In the audio conversations, Bishop Malone seems to acknowledge the legitimacy of accusations of harassment and a violation of the seal of confession made against a diocesan priest, Father Jeffrey Nowak, by a seminarian, months before the diocese removed Nowak from active ministry.
In an Aug. 2 audio conversation, Bishop Malone can reportedly be heard saying, “We are in a true crisis situation. True crisis. And everyone in the office is convinced this could be the end for me as bishop.”
The bishop is also heard to say that if the media reported on the Father Nowak situation, “it could force me to resign.”

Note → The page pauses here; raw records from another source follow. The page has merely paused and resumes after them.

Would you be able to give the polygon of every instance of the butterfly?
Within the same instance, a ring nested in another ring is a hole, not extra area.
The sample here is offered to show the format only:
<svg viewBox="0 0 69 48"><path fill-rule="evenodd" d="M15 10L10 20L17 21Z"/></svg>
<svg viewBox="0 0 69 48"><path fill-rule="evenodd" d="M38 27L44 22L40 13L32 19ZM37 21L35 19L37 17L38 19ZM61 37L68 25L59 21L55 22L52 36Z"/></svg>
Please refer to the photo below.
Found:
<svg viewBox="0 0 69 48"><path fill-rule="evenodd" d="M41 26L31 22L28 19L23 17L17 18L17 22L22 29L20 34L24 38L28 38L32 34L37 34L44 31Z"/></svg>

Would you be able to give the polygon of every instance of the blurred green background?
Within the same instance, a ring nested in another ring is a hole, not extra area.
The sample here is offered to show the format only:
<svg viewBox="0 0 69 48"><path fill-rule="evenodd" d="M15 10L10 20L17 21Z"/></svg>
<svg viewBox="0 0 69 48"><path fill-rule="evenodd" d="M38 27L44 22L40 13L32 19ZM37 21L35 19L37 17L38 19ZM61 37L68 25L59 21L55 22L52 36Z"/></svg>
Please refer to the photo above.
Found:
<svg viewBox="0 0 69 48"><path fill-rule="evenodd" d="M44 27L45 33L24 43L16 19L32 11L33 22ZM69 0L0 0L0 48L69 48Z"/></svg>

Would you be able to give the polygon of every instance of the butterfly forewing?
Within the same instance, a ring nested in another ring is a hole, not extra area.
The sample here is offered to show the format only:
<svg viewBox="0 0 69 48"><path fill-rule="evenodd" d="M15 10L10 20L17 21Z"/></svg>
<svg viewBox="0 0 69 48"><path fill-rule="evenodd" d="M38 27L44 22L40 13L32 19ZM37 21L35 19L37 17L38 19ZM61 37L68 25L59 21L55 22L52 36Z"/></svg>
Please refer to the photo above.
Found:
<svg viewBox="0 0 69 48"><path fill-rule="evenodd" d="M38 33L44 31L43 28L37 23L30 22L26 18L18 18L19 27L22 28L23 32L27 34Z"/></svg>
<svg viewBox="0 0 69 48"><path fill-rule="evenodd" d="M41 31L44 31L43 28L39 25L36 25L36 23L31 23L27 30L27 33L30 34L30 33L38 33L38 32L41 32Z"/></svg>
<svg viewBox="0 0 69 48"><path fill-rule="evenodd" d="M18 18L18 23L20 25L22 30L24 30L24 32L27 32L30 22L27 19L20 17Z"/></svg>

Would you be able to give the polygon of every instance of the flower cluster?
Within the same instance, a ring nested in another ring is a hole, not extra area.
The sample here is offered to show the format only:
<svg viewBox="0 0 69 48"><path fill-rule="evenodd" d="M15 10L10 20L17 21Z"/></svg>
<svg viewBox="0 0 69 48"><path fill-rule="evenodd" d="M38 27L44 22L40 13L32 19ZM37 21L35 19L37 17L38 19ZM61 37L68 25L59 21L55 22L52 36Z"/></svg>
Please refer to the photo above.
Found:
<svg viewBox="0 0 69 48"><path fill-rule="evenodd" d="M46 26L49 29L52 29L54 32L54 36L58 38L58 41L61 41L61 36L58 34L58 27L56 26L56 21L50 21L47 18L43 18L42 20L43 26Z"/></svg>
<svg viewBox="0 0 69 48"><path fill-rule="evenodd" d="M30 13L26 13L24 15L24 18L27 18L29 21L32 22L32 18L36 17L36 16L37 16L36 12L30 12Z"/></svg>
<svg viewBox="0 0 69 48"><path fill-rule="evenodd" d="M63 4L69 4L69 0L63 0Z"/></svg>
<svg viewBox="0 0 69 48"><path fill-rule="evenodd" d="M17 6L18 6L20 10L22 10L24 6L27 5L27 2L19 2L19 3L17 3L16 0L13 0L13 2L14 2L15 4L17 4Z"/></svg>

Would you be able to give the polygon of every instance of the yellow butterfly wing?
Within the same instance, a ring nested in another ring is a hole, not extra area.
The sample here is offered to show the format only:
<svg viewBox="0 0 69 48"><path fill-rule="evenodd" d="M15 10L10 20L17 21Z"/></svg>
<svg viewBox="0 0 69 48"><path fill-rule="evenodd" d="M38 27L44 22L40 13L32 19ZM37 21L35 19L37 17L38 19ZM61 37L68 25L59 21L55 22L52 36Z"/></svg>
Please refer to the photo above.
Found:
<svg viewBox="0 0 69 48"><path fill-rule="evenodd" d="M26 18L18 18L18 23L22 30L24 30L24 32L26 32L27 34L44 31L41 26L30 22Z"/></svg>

Bishop Malone, 73, has led the Buffalo Diocese since 2012. He was ordained a priest of Boston in 1972, and became an auxiliary bishop in that diocese in 2000, two years before a national sexual abuse scandal emerged in the United States, centered on the Archdiocese of Boston and the leadership of Cardinal Bernard Law. Bishop Malone headed the Diocese of Portland, Maine, from 2004 until 2012.
“Our Holy Father has a great devotion to Our Lady Untier of Knots,” Bishop DiMarzio said, “I beg the intercession of the Blessed Mother, that I may be an instrument for surfacing the truth so that justice might be served and God’s mercy experienced.”